« Oui, la Chine, ça te creuse aussi la tête. Comme la pelle mécanique crève le tarmac de Pékin. Ça te met à cru, ça te déchiquète. Et ça t’abandonne hagarde et désossée sur le bord du clavier, étrangère à toi-même et totale solitaire, tatouée d’idéogrammes rouges, le cerveau enivré d’images aussi fiévreuses qu’une bande de chiens enragés. »
Isabelle Wéry est partie écrire en Chine. Elle nous envoie un selfie qui excède la taille d’un smartphone. En long et en large, elle nous fait part de son expérience chinoise : sons, odeurs, couleurs et affects frictionnent, fusionnent, tournent autour de motifs comme autant d’instantanés qui s’emparent du corps et de la langue.

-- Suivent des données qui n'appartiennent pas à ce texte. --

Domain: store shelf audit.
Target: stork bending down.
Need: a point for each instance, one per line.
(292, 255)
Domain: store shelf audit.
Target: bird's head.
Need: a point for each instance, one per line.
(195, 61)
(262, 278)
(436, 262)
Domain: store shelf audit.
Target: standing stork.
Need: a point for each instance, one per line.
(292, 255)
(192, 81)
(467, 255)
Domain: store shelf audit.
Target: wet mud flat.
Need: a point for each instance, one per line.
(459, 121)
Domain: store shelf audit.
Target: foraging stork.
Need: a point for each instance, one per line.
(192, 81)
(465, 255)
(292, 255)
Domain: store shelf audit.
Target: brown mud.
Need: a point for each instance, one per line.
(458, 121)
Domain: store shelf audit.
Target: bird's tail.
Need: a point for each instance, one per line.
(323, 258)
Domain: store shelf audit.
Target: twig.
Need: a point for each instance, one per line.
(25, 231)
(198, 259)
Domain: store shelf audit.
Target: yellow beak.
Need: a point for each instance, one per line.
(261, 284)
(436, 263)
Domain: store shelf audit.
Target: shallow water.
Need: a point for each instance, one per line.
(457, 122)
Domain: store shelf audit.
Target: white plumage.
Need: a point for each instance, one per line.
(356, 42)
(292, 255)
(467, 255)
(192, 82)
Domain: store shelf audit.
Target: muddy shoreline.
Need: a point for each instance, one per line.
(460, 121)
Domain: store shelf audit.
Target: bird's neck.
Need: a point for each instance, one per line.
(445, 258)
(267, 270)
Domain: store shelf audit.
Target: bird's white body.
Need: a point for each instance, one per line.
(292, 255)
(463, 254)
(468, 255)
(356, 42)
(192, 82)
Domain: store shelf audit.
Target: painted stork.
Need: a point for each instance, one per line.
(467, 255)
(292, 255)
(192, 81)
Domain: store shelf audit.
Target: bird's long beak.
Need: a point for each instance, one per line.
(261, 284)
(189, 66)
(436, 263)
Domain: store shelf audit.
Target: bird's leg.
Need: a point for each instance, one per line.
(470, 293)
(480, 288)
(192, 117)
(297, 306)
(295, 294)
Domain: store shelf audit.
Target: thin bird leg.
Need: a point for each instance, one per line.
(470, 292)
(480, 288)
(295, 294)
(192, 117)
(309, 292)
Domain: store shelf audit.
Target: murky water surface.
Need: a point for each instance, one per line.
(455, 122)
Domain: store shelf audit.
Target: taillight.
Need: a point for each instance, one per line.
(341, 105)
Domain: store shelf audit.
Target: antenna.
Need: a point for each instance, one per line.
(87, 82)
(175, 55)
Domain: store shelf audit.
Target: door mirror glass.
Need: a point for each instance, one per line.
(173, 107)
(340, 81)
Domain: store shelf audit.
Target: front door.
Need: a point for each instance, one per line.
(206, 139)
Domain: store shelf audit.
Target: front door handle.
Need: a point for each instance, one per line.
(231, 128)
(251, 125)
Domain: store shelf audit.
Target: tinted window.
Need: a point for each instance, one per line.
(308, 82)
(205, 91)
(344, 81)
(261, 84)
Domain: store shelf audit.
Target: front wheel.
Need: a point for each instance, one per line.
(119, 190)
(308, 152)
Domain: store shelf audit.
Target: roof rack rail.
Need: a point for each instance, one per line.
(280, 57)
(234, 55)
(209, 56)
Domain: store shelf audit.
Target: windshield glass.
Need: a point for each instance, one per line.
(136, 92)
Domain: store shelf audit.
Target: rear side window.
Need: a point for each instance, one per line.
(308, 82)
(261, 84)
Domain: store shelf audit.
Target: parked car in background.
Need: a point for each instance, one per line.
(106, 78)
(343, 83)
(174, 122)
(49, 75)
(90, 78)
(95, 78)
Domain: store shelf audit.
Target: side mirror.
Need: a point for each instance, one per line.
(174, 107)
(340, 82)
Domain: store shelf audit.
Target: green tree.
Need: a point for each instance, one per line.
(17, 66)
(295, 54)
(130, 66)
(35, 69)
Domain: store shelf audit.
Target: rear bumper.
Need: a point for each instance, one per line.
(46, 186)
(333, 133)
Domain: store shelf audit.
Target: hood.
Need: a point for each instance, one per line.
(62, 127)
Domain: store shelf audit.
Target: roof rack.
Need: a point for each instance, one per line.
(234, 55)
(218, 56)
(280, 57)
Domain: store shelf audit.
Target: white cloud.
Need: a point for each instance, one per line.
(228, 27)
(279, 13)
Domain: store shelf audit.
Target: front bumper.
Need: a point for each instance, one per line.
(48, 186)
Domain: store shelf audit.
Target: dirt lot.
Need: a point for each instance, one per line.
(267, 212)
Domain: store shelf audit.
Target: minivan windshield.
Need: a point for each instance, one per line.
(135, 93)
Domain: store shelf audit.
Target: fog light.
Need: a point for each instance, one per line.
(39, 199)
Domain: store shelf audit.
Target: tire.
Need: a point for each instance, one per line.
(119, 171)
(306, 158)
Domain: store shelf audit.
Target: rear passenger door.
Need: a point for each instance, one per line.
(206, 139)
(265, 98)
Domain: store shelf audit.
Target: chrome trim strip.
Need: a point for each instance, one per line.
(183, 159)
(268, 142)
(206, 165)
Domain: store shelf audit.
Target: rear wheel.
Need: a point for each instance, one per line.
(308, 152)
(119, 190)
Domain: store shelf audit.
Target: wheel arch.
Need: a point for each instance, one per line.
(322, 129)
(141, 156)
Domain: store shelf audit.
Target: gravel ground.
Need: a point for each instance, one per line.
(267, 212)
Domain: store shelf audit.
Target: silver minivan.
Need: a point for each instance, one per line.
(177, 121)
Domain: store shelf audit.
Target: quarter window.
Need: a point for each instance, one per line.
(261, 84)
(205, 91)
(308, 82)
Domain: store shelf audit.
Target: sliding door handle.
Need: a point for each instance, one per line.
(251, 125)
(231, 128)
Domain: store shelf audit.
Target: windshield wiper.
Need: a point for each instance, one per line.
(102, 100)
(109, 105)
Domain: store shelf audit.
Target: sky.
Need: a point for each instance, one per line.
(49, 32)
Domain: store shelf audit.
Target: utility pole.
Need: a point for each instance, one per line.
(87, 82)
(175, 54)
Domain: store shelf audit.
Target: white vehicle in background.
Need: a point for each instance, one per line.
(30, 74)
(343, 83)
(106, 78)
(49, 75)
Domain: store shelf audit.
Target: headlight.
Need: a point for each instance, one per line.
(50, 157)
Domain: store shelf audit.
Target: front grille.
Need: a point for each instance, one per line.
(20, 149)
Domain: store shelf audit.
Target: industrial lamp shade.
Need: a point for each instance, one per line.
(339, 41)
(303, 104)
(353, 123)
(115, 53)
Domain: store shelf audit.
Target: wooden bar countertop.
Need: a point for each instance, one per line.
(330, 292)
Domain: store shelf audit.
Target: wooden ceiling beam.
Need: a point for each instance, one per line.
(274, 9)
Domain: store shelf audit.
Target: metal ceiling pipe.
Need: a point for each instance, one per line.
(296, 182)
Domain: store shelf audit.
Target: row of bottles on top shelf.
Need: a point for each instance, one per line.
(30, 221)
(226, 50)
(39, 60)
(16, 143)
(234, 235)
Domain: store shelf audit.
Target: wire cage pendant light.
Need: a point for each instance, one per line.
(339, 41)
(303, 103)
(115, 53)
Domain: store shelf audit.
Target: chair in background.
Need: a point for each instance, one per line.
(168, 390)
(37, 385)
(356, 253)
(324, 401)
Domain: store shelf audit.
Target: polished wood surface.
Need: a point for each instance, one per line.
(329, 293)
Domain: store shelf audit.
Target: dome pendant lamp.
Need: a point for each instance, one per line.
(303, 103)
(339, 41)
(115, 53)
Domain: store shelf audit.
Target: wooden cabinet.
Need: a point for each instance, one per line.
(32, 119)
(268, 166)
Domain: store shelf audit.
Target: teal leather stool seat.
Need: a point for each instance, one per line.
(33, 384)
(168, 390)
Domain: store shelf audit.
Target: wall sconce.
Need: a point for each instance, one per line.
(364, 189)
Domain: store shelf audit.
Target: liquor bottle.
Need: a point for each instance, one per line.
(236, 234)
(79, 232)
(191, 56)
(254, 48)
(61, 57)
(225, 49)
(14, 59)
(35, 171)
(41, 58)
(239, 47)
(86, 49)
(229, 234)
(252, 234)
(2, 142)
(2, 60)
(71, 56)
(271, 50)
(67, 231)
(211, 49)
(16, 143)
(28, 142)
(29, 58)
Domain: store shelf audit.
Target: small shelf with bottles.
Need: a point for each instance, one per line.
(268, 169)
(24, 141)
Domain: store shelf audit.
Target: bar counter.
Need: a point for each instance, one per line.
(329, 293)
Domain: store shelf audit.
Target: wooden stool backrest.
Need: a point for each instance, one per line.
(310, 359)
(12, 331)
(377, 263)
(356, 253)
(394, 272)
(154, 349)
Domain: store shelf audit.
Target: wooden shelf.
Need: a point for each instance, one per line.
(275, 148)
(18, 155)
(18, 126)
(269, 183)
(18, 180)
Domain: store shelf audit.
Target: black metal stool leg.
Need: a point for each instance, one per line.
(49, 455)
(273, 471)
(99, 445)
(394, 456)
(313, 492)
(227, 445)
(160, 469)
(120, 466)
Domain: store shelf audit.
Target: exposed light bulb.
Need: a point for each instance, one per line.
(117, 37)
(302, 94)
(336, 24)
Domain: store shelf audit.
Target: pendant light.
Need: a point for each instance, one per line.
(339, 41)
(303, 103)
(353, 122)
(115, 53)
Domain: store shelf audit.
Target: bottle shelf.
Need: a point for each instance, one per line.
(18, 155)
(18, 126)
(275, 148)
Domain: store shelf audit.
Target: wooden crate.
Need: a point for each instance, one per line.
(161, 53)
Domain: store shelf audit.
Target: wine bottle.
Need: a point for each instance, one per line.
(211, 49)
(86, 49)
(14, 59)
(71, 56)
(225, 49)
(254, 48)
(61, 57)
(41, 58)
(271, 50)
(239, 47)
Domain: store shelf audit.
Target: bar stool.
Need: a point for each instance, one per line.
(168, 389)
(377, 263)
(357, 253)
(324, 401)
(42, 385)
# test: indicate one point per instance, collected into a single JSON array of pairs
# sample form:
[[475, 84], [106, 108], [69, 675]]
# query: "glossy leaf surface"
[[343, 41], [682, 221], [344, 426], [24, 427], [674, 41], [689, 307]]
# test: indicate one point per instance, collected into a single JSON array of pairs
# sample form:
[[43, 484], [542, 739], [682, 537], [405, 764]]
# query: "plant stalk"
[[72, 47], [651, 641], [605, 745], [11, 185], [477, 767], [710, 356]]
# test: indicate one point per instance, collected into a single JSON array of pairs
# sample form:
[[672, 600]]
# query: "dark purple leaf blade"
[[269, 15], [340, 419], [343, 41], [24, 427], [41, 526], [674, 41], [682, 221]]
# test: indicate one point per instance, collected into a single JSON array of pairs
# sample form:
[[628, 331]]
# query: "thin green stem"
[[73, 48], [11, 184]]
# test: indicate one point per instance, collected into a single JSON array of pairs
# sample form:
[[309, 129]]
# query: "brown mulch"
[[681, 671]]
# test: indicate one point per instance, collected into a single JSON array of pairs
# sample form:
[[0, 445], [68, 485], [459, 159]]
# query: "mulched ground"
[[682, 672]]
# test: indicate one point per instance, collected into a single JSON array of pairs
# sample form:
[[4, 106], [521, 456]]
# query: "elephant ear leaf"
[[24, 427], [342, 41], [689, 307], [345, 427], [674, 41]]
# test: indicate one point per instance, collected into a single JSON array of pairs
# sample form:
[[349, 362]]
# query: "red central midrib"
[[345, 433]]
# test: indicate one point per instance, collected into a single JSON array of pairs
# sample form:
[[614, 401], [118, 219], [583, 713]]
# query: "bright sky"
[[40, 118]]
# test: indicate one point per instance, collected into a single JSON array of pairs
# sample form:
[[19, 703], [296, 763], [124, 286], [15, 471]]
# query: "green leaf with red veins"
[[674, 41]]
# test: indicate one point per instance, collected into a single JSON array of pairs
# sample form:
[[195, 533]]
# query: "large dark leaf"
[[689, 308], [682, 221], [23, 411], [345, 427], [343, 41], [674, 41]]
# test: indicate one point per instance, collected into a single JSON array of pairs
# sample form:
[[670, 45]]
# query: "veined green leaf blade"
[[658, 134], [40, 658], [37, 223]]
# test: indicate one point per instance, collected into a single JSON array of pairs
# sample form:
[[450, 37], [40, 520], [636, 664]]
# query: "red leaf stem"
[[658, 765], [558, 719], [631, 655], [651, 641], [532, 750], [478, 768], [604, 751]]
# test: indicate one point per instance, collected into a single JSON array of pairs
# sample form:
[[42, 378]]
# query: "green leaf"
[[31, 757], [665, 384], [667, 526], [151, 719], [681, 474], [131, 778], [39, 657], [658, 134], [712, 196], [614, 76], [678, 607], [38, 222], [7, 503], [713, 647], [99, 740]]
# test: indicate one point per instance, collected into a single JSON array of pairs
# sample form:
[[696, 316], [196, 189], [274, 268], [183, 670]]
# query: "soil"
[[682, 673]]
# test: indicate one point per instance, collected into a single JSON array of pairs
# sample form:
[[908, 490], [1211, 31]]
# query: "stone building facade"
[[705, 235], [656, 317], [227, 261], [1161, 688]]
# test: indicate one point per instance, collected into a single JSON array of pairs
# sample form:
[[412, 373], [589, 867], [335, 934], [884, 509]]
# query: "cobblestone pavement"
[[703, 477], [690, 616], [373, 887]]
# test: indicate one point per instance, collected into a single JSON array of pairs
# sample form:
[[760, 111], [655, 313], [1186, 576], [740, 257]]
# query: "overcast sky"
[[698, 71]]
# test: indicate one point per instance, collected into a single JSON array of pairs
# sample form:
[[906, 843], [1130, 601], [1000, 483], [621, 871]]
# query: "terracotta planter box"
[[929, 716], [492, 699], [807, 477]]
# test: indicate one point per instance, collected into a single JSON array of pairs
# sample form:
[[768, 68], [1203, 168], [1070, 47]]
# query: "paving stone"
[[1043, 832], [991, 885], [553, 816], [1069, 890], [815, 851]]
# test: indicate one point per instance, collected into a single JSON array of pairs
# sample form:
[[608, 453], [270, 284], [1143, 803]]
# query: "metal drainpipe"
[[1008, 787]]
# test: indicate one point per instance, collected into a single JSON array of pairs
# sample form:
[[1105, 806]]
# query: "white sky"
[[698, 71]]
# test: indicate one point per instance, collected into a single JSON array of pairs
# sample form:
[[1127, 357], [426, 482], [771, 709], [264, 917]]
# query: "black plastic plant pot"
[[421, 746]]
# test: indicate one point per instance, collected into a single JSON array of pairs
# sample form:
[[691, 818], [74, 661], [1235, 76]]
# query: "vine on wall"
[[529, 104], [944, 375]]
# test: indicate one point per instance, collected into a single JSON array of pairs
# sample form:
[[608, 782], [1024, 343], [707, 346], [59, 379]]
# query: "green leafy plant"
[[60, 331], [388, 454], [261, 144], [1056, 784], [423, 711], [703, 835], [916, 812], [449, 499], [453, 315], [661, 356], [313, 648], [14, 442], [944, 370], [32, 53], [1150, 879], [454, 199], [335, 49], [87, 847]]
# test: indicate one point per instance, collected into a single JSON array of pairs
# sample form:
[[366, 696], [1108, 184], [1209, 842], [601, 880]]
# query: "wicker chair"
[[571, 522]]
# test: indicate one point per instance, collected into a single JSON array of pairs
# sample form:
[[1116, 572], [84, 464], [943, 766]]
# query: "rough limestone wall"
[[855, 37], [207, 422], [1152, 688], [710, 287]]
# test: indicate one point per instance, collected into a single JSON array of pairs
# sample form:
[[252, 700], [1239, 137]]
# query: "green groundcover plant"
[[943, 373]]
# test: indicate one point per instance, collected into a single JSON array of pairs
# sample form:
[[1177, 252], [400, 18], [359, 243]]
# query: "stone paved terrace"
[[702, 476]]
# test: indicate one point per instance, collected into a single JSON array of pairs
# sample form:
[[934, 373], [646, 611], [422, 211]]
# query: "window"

Qu’est-ce qu’écrire dans un pays à la fois étranger à soi et proche de soi? Qu’est-ce voir son propre alphabet déstabilisé par une succession de traits ? Qu’est-ce qu’entendre ses propres phonèmes changer de ton ? Qu’est-ce que vivre la Chine ?
Voyage en Chine, trip dans l’univers stratifié de la sensorialité, superposition de dispositifs, de temps et de lieux – l’autrice livre dans ce Selfie de Chine une exploration protéiforme, à l’image du trouble qu’infuse la Chine jusqu’au cœur de l’écriture.
Autrice de Selfie de Chine
De son propre aveu, l’une des fonctions du “taff d’écrivaine” d’Isabelle Wéry est de “sculpter des images pour autrui”. Sculpter, on le fait avec les mains, mais aussi avec la langue : sculpter des mots implique la collaboration active du corps et du cœur, qui parvient à donner vie à cette Chine presqu’irréelle, tant elle est éloignée des quotidiens occidentaux. Et pourtant, le petit livre d’Isabelle Wéry est aux antipodes d’un Orient fantasmé : c’est dans la Chine bien réelle et son désordre organisé que plonge ce sino-selfie, dans un tourbillon ardent que répercutent les thèmes, les registres, les formes de discours qui s’y trouvent brassés. Prose poétique, cadavre exquis et tentatives mandarines, franglais, onomatopées…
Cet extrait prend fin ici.